Dr. Pasinetti commented, "We were thrilled that Dr. Alkon, recognized globally as a pioneer in research on brain-based neural networks, the molecular basis of memory and degenerative brain disorders, was able to join us and present at this conference. Dr. Alkon discussed how, in pre-clinical studies, Bryostatin-1, MW 904, an activator of PKC epsilon – BDNF pathways, demonstrated synaptogenic, anti-apoptotic, anti-amyloid, and anti-tau tangle efficacies…." Dr. Pasinetti noted, Bryostatin-1 has the potential to be a promising new treatment for Alzheimer's disease, with potential efficacy extending beyond chronic management to addressing the underlying neurodegenerative consequences of chronic AD progression.

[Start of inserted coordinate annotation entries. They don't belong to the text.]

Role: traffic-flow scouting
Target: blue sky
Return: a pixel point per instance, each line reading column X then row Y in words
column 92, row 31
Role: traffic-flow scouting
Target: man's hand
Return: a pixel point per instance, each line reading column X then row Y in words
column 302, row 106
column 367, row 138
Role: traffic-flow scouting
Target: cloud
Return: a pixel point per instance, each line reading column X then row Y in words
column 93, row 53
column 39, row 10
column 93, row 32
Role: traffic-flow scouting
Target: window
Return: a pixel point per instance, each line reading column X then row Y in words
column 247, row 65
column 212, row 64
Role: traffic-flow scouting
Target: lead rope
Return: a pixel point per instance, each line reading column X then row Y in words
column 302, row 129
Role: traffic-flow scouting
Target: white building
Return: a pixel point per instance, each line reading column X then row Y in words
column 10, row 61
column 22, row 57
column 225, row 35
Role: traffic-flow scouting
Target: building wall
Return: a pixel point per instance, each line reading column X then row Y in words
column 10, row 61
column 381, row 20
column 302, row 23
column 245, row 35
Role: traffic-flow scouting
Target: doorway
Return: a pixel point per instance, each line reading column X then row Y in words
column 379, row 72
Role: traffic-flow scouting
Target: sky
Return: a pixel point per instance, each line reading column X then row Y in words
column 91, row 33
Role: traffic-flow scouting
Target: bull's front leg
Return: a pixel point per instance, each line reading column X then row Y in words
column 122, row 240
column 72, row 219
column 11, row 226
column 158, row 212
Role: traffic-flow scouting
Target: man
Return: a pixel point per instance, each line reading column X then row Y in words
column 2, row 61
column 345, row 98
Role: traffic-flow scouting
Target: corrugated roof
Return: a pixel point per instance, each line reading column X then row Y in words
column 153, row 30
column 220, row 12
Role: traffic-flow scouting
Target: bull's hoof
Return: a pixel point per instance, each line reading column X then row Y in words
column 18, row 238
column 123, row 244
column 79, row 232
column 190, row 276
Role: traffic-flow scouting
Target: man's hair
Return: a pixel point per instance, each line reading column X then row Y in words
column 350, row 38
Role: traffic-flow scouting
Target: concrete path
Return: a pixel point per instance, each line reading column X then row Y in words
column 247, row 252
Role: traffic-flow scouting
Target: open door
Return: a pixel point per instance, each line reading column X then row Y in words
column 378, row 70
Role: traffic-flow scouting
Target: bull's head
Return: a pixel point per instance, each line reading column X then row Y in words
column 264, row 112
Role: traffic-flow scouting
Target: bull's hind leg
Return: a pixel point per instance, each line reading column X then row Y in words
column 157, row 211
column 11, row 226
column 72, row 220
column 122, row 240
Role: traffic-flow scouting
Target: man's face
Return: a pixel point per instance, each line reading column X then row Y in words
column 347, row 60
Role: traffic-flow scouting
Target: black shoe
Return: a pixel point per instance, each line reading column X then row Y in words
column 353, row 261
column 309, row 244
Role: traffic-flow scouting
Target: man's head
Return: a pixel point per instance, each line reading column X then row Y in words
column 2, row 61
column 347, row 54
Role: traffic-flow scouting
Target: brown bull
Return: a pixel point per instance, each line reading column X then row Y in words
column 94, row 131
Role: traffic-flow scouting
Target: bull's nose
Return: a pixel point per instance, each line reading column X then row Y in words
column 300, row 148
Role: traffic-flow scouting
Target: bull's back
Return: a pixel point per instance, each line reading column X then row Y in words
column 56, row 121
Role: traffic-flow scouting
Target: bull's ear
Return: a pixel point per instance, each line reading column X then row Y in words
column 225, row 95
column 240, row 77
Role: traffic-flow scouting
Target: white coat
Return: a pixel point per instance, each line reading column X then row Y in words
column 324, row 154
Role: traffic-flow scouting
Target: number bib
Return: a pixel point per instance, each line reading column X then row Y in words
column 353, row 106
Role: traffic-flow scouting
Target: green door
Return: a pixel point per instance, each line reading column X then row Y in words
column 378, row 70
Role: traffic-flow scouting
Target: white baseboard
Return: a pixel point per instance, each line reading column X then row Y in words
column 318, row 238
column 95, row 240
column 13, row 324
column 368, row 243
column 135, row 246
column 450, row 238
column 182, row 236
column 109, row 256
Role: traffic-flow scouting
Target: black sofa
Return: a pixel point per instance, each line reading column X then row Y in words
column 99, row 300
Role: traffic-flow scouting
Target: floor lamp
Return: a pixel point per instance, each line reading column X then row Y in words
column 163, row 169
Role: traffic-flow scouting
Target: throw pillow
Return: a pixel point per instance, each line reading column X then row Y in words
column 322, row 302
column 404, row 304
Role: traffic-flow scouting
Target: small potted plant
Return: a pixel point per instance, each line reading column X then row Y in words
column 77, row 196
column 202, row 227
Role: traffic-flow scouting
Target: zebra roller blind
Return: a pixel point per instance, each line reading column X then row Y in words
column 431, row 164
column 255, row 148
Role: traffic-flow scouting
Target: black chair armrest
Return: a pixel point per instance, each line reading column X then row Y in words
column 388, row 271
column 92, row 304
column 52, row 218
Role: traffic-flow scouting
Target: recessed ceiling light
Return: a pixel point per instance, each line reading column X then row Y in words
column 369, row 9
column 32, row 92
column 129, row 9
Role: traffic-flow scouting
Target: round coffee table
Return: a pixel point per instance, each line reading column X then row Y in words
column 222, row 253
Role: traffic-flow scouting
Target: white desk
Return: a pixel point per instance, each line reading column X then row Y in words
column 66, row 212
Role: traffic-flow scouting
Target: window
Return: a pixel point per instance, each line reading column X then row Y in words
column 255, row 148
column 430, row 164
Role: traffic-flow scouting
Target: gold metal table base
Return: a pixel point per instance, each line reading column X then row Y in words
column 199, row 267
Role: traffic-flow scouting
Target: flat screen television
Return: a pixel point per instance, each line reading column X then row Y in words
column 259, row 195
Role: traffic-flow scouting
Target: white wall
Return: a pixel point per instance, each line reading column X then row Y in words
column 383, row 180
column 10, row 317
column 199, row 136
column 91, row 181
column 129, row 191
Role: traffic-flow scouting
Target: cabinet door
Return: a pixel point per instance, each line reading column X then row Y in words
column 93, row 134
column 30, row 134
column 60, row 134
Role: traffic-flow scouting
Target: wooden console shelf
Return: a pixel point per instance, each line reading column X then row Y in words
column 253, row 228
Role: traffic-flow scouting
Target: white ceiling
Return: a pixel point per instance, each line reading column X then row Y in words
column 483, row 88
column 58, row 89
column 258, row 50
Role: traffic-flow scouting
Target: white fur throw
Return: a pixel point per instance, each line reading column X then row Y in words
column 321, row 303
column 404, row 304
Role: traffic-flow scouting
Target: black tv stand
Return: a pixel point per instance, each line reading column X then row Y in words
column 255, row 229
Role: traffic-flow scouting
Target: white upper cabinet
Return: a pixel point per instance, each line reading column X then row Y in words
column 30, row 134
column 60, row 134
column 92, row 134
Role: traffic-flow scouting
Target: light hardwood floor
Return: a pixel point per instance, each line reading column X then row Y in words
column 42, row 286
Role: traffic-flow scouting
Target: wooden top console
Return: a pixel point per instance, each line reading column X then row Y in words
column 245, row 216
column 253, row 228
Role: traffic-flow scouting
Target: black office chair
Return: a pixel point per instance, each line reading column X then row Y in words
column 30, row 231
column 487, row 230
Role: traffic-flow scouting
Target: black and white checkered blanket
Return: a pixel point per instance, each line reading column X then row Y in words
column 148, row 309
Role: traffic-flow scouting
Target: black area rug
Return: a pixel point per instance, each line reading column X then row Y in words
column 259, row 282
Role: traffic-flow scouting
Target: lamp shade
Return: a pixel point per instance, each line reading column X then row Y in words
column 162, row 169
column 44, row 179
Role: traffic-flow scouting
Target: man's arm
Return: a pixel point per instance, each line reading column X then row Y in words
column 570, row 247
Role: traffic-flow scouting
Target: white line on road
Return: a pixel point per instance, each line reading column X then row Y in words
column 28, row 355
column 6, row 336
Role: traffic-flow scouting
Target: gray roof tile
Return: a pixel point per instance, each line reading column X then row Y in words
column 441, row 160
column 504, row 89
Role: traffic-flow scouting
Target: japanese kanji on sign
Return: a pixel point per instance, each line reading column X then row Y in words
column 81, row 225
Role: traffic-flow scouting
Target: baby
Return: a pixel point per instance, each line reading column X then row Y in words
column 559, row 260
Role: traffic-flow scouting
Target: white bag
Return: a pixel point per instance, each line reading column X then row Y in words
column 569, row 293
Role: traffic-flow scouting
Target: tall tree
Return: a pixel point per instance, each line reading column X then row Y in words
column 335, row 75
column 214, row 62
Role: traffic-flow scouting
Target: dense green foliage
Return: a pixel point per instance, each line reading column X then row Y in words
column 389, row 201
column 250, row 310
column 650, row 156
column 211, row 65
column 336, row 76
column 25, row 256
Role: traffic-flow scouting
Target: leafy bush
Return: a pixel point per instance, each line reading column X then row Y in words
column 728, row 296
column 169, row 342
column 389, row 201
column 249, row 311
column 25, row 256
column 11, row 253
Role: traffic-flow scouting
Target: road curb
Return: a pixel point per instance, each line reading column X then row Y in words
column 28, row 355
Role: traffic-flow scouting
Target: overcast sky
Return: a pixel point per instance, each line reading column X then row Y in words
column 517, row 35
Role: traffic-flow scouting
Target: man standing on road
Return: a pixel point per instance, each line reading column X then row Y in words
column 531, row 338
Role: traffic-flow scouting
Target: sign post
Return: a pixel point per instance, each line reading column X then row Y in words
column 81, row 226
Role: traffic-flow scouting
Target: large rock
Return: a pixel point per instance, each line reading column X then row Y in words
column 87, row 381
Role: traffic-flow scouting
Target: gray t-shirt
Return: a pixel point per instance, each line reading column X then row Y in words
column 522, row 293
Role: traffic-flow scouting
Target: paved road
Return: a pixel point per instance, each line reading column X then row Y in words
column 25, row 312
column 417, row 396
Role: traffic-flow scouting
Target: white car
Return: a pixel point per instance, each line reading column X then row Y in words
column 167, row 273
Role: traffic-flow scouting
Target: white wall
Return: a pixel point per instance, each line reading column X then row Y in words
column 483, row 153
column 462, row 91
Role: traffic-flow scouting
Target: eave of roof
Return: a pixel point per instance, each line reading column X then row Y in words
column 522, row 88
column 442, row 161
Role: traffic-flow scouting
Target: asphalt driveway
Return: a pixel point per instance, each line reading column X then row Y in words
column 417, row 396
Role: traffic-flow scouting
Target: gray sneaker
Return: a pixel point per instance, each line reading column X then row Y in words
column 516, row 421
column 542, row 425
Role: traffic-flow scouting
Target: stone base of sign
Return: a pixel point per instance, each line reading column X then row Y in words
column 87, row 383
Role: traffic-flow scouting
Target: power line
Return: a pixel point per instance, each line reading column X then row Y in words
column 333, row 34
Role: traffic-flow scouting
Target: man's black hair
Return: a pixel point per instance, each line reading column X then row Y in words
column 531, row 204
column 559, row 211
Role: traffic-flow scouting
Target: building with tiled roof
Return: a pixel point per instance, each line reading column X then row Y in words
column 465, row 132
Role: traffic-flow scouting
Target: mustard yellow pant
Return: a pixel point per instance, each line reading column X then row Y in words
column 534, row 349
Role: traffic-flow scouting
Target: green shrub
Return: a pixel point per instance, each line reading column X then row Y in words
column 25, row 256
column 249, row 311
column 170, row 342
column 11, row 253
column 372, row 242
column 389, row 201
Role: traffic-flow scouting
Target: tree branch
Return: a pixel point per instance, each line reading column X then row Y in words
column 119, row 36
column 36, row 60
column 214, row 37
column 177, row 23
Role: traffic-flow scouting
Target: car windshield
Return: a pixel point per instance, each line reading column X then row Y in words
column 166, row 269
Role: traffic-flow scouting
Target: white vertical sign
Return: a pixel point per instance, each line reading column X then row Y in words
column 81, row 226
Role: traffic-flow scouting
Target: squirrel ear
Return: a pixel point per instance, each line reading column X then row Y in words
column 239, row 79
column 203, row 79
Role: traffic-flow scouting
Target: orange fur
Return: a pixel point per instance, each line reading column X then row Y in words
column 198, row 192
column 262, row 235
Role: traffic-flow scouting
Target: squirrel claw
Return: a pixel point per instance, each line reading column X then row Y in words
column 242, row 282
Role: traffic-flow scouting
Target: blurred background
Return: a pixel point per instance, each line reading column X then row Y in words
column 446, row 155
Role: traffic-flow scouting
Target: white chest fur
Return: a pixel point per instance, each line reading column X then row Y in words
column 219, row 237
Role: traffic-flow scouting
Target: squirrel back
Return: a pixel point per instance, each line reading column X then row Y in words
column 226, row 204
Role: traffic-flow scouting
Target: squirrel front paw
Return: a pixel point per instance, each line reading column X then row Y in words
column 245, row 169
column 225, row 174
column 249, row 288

IABS Forum-2023, held December 7-8, 2023 in Irvine, California, was co-sponsored by the University of Southern California (USC) School of Pharmacy and the International Association of Biomedical Sciences.
About Synaptogenix
Synaptogenix is a clinical-stage biopharmaceutical company that has historically worked to develop novel therapies for neurodegenerative diseases. Synaptogenix has conducted clinical and preclinical studies of its lead therapeutic candidate, Bryostatin-1, in Alzheimer's disease. Preclinical studies have also demonstrated bryostatin's regenerative mechanisms of action for the rare disease Fragile X syndrome, and for other neurodegenerative disorders such as multiple sclerosis, stroke, and traumatic brain injury. The U.S. Food and Drug Administration has granted Orphan Drug Designation to Synaptogenix for Bryostatin-1 as a treatment for Fragile X syndrome. Bryostatin-1 has already undergone testing in more than 1,500 people in cancer studies, thus creating a large safety data base that will further inform clinical trial designs. Additional information about Synaptogenix, Inc. may be found on its website: www.synaptogen.com
Forward-Looking Statements
Any statements contained in this press release that do not describe historical facts may constitute forward-looking statements. These forward-looking statements include statements regarding the anticipated Phase 1 trial of Bryostatin-1 in multiple sclerosis. Such forward-looking statements are subject to risks and uncertainties and other influences, many of which the Company has no control over. There can be no assurance that the clinical program for Bryostatin-1 will be successful in demonstrating safety and/or efficacy, that the Company will not encounter problems or delays in clinical development, or that Bryostatin-1 will ever receive regulatory approval or be successfully commercialized. Actual results and the timing of certain events and circumstances may differ materially from those described by the forward-looking statements as a result of these risks and uncertainties. Additional factors that may influence or cause actual results to differ materially from expected or desired results may include, without limitation, the Company's inability to obtain adequate financing, the significant length of time associated with drug development and related insufficient cash flows and resulting illiquidity, the Company's patent portfolio, the Company's inability to expand its business, significant government regulation of pharmaceuticals and the healthcare industry, lack of product diversification, availability of the Company's raw materials, existing or increased competition, stock volatility and illiquidity, and the Company's failure to implement its business plans or strategies. These and other factors are identified and described in more detail in the Company's filings with the Securities and Exchange Commission. The Company does not undertake to update these forward-looking statements.